Devotion as drama
Any literary work, once it is branded as a sacred religious text, gets stagnated as such, relieved of its possible other multiple aesthetic dimensions, that it can be read as a play and as glorious poetry.
‘Tiruvaimozhi’ by the ‘vaishnavite’ saint Nammazhvar is one such work that, in fact, transcends its ‘branding’.
In ‘Tiruvaimozhi’, the poet has delved deep into the several layers of consciousness for a mystic experience of God that is expressed in various dramatic forms. To start with there is a vision and the devotee wants to experience this moment stretched into eternity. But, interrupted by the values of space and time, the vision recedes to make this separation a vital, dynamic force, to crave for achieving it more and more. This is what that gives the work a dramatic form. There are romantic confrontations, dramatic tensions, pathos, reconciliations and finally a resolution in the form of bliss, all emotions captured at various psychological levels.
The dramatic theme of separation and union is used alternatively; separation leading to alienation and union to spiritual ecstasy. The ‘hero’ (God) has many roles to play; his incarnations used as a motif for this purpose. The exploits of these incarnations can be shown on the stage as beautiful visuals. The ‘heroine’ (‘Atma’) is multifaceted, joyous, sad and angry, but solely dependent on the hero (God) for her sustenance. Like the ‘cut radar’, the poet intervenes on appropriate occasions, to describe the hero’s various attributes – this reads like a dramatic interlude - to provide the reasons for the heroine’s insatiate desire for the hero. There are also other characters like the foster- mother of the heroine, the heroine’s companion, and the various birds those are requested to go on a mission to the hero, carrying the heroine’s message of love for him.
After having written the first three works, (“Tiruvirutham’. ‘Tiruvaciriyam’, and ‘Periya Tiruvanthathi’), Nammazhvar could have composed ‘Tiruvaimozhi’ to integrate the individual elements of these poems in a comprehensive manner to produce this masterpiece, which, in its total and holistic form reads like a play.
‘Tiruvirutham’ deals with the theme of love in a dramatic form in the true ‘Sangam’ tradition. ‘Tiruvaciriyam’ dramatizes the various forms of worship. And, ‘Periya Tiruvanthathi’ dramatizes the divine vision and continuing happiness in this terrestrial life itself. In ‘Tiruvaimozhi’ the play of divine love is enacted to make the human life on earth as a unique meaningful dramatic experience.

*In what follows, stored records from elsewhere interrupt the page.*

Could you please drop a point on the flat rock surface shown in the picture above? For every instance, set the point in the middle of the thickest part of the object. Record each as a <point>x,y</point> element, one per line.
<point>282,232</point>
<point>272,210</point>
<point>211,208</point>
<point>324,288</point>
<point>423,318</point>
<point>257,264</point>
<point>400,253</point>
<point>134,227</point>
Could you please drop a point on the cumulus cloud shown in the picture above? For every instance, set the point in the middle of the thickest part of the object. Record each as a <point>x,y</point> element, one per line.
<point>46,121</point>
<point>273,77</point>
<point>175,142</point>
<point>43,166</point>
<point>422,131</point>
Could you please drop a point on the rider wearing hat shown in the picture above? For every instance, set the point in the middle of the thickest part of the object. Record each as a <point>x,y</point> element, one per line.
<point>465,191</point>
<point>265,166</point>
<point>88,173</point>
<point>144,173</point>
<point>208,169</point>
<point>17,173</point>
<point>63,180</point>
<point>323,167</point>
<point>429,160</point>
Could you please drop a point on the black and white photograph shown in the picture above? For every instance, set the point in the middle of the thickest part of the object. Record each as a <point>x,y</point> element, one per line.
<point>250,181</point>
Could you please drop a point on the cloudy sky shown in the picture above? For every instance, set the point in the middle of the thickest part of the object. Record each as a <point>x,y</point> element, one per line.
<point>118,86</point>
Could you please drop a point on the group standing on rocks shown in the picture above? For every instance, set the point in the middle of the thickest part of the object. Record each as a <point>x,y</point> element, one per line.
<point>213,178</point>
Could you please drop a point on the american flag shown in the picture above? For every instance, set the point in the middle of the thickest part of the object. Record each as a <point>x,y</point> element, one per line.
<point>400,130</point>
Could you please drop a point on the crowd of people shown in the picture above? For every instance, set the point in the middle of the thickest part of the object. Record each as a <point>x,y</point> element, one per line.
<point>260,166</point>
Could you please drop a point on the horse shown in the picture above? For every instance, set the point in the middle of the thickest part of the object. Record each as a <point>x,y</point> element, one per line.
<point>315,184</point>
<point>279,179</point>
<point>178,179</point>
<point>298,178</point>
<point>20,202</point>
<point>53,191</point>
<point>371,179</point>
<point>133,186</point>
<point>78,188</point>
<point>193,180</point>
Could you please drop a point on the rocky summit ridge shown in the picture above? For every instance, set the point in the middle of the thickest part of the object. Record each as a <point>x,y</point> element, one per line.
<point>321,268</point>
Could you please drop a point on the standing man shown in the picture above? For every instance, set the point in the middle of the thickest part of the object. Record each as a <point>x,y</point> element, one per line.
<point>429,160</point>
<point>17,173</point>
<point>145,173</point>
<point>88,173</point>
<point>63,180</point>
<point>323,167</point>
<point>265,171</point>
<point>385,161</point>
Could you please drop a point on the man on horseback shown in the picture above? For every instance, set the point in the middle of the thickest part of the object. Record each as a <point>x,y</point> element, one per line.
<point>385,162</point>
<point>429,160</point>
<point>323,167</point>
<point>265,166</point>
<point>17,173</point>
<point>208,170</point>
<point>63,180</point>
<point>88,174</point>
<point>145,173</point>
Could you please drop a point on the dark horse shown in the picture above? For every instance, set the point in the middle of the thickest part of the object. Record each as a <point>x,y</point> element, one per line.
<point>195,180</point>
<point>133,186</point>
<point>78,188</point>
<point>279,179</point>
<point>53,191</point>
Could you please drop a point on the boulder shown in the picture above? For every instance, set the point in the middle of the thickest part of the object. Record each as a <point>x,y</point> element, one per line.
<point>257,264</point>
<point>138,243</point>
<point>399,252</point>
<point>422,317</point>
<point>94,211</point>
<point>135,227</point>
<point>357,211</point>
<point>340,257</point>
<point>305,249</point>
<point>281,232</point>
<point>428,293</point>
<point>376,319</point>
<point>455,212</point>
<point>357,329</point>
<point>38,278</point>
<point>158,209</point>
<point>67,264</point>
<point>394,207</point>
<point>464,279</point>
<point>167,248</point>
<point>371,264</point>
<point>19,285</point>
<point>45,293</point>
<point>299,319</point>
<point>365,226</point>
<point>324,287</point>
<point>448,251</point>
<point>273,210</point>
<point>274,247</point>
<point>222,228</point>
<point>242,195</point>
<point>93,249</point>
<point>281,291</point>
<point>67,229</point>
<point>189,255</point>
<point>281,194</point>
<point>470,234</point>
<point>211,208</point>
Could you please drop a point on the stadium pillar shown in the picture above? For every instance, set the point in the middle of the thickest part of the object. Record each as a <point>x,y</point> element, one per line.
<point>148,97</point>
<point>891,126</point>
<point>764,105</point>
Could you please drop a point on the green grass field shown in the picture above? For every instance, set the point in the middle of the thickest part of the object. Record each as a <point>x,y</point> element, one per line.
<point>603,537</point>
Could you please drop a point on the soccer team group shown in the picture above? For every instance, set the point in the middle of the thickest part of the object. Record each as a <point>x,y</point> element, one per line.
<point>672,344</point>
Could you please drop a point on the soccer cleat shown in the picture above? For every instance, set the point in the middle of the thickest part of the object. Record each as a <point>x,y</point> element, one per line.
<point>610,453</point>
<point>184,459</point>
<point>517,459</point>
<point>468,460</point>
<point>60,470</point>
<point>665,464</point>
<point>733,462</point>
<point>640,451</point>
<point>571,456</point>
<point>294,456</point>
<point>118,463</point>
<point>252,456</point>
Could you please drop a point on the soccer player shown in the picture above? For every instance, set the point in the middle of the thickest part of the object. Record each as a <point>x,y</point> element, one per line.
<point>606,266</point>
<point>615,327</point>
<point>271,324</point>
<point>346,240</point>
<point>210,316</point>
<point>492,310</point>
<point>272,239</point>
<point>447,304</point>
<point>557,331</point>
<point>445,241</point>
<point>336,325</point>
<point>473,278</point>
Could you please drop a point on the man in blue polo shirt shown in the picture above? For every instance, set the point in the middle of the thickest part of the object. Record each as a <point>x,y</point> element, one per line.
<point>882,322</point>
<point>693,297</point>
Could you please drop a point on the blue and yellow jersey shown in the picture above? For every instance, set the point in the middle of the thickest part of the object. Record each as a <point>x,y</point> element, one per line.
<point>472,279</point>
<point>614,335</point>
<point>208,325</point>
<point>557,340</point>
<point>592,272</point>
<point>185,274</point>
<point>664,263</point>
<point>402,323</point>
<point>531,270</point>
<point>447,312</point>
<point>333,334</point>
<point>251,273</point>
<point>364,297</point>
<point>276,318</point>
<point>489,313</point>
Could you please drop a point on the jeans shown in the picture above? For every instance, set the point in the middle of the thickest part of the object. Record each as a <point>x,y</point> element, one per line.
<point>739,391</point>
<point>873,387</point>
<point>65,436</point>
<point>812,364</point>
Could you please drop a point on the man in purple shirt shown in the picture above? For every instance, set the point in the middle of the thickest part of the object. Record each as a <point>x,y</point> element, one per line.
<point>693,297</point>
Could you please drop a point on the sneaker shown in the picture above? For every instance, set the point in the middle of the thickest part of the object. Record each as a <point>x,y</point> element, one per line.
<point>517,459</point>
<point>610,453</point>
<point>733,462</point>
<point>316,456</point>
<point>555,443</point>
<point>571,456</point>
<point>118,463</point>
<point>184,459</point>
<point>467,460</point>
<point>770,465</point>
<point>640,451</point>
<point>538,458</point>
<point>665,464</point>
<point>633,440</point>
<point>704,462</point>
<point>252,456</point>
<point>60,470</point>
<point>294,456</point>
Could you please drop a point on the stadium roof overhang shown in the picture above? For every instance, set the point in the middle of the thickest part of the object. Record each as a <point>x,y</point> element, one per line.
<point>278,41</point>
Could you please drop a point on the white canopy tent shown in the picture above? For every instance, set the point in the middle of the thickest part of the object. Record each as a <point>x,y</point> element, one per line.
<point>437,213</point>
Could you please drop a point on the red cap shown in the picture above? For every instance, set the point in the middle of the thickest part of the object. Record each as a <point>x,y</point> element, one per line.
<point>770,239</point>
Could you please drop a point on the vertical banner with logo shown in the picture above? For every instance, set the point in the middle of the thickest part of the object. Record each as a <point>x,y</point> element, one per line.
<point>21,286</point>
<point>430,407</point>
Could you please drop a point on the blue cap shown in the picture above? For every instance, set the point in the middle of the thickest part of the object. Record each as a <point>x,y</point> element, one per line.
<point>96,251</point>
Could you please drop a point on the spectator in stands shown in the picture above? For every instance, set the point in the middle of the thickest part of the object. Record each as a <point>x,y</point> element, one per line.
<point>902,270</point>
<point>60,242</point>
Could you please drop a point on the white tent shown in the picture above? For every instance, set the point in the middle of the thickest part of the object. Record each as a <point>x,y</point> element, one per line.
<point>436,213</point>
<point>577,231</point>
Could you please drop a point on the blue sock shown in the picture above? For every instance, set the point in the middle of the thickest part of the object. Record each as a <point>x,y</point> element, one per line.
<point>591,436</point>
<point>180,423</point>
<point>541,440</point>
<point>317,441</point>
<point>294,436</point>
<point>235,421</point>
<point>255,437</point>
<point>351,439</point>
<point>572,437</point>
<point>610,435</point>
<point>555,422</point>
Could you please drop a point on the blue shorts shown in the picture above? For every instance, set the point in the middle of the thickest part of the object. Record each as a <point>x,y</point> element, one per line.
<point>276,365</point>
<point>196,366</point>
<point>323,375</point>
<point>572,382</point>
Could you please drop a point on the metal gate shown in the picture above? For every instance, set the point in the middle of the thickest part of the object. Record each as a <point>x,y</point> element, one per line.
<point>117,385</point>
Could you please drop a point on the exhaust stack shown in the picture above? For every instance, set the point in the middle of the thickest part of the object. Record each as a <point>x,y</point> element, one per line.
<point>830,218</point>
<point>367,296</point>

Here is a short scene in ‘Tiruvaimozhi’.
The heroine in the state of ‘separation’ from the hero, runs after a snake and cries ‘oh! It is my lover’s bed’ (‘Vishnu’ in snake-bed). Later, she showers all her body with mud and says, This is the earth, my lover measured with one step’ (Vamanavatara). Like this. she goes on visualizing all earthly objects as manifestations of her hero and as such, the earth is the holiest place for any dramatic adventure. ‘The world is a stage and every object in this earth has a dramatic meaning in relation to God. Everything is the body of God and all have God as their self. Everything exists for Him and He exists for everything. Let us enact this play and be blessed’.
The concept of metaphysical truth is dramatized in material form to capture the popular imagination and perhaps, to relieve it of its intellectual abstraction. The Indian aesthetic theory of ‘rasa’ is largely responsible for dramatizing our religious concepts. ‘Bkakti’ is described as a ‘rasa’. Etymologically, ‘rasa’ means anything that can be tasted or enjoyed ONLY in drama; the various aspects of rasa can be fully realized and as such, the bhakti poets, for whom, devotion was more a drama than a religious experience.
‘Bhakti’ is a Dravidian concept (Dr. Gonda, Dr. Zimmer) The early ‘Tamil way of life and its philosophy’ is very earth oriented, as evidenced by the ‘sangam’ poems. As most of the major ‘puranas’ was compiled in the South, according to Dr.Zimmer, they were able to translate the spontaneity of blissful living in a mystical and dramatic idiom. This helped evolve a humanistic concept of God, which is the bottom line of romantic love and aesthetic devotion for divinity.
Saint Ramanuja, who held, that the Tamil ‘prabhandas’ were equal to the ‘Vedas’ in content and quality, chose to call ‘the Eternal Player, for whom the ‘Universe is a stage’, as ‘Bhuvana Sundara’. A new ‘avatara’ was introduced called, ‘arcavatara” (a new character in the eternal play) i.e. the incarnation of God in the icons. This led to an experience of aesthetic joy, which found expression in the innumerable festivals, and such artistic forms as music, dance, and drama in the temples.
Ramanuja is said to have initiated a new dance-drama genre called ‘Prabhanta Natyam’ that dramatized the sequences found in the love poetry of the ‘alwar’ hymns. Sadly, this dramatic form is now extinct.